Dual infection is when a person is infected with two or more strains of HIV. That person may have acquired both strains simultaneously from a dually infected partner or from multiple partners. A different strain of the virus is one that can be genetically distinguished from the first in a “family” or phylogenetic tree. Acquisition of different HIV strains from multiple partners is often called co-infection if all the virus strains were acquired prior to seroconversion, that is, very early before any HIV infection is recognized. Acquisition of different HIV strains from multiple partners is called superinfection if the second virus is acquired after seroconversion when the first virus strain already has been established.1 Superinfection and re-infection mean the same thing. Dual infections can be sequentially expressed, which can make co-infection look like superinfection. Sequentially Expressed Dual Infections (SEDI) may occur because immune responses against the predominant virus may allow other virus strains in the body to be expressed. Random shifts in evolving virus populations can also occur, which could look like superinfection even though dual infection was present from the beginning.
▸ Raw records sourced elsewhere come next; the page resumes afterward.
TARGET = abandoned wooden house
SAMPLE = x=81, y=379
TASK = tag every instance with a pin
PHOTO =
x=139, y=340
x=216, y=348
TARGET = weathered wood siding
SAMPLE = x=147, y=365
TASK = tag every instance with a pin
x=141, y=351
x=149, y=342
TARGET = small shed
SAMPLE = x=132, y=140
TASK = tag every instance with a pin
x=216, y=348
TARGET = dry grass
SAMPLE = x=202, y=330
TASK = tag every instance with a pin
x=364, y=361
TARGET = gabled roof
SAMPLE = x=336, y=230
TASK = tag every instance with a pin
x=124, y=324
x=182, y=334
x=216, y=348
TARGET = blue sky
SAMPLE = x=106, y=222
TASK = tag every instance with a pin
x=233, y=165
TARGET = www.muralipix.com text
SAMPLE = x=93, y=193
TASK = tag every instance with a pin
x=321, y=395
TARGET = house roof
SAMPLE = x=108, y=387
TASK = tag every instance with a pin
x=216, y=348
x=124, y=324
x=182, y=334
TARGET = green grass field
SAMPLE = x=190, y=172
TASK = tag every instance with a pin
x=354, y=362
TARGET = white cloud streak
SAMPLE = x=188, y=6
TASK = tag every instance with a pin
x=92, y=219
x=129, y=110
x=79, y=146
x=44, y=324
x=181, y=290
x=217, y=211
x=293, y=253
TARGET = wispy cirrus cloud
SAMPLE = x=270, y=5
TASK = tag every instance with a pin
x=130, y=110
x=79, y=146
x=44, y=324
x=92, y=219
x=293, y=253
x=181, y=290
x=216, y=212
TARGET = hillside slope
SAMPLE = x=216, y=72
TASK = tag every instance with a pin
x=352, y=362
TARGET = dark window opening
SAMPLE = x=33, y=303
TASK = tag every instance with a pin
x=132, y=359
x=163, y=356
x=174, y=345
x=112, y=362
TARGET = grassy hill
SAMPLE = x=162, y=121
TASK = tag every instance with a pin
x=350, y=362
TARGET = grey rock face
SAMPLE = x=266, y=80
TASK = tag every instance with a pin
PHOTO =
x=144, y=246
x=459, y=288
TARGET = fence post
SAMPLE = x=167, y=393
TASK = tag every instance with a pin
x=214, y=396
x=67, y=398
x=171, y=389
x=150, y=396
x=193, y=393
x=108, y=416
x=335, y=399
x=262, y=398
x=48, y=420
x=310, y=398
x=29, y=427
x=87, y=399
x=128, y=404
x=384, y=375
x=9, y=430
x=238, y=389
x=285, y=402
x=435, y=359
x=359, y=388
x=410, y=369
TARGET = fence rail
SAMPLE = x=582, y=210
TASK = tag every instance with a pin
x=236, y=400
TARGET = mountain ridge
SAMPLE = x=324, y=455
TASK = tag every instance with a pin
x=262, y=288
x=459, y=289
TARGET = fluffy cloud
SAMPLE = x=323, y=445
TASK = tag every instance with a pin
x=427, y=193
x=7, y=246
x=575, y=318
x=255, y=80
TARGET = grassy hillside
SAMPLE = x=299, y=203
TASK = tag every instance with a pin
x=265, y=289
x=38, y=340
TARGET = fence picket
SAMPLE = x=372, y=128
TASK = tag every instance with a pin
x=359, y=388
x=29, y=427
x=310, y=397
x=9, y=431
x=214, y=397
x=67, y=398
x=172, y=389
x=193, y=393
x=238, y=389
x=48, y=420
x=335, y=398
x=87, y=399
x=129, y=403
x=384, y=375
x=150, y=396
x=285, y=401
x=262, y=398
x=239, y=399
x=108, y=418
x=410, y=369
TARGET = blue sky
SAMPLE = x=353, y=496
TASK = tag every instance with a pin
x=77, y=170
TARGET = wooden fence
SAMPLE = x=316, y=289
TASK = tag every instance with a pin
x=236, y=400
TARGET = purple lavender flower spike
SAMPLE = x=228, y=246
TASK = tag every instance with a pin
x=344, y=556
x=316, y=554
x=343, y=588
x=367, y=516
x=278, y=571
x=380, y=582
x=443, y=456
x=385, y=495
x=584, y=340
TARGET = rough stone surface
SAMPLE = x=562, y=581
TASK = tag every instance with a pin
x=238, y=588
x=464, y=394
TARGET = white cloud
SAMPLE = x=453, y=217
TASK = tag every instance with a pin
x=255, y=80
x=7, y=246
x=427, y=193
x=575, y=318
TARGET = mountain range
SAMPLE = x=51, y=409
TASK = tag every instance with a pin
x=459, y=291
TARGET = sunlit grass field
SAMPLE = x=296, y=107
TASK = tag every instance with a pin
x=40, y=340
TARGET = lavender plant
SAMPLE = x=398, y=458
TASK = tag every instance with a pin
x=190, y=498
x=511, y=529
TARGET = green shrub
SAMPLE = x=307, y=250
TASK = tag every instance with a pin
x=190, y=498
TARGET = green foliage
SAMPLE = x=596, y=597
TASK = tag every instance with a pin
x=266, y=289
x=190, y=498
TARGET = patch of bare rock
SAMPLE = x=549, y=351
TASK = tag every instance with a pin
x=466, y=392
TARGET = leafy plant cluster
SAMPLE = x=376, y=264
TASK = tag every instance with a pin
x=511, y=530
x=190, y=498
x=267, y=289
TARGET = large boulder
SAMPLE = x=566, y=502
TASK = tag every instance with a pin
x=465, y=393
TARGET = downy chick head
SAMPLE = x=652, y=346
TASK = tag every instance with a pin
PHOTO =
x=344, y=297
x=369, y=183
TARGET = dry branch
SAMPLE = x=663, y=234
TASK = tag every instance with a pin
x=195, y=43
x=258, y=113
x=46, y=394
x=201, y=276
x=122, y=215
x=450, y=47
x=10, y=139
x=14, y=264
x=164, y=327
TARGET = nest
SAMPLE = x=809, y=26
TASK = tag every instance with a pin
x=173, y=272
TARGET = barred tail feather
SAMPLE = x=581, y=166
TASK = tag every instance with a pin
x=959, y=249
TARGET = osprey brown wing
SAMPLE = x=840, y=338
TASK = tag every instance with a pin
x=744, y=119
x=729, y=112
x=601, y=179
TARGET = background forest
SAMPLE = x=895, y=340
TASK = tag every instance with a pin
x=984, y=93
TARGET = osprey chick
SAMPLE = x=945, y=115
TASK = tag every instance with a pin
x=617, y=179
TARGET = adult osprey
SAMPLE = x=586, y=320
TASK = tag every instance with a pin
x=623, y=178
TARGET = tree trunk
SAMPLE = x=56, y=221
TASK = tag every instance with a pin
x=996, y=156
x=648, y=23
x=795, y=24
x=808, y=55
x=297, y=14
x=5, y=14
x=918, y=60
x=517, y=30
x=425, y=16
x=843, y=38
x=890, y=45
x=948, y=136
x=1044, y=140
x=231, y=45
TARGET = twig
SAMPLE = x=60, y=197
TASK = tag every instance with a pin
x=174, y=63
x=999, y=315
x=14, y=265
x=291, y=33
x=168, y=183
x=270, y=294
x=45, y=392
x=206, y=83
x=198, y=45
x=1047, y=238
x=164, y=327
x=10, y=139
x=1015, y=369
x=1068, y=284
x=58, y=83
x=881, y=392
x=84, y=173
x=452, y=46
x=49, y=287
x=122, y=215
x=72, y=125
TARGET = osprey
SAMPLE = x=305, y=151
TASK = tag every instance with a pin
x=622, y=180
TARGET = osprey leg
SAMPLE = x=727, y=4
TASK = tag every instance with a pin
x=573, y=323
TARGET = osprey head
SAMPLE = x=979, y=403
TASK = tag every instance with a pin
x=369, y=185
why does superinfection matter?

Superinfection is a concern because it may be a way for someone who is HIV+ to acquire drug resistance, and it may lead to more rapid disease progression.2,3 Research on when superinfection may or may not occur could identify types of immune responses that may protect against infection. This could guide the development of HIV vaccines. People who are HIV+ and have HIV+ partners often ask about superinfection. Public health officials need information about superinfection in order to craft messages that help people understand the possible risks of unprotected sexual intercourse among HIV+ persons, without creating undue anxiety that could undermine rewarding relationships between HIV+ persons and disclosure of HIV status with prospective new partners.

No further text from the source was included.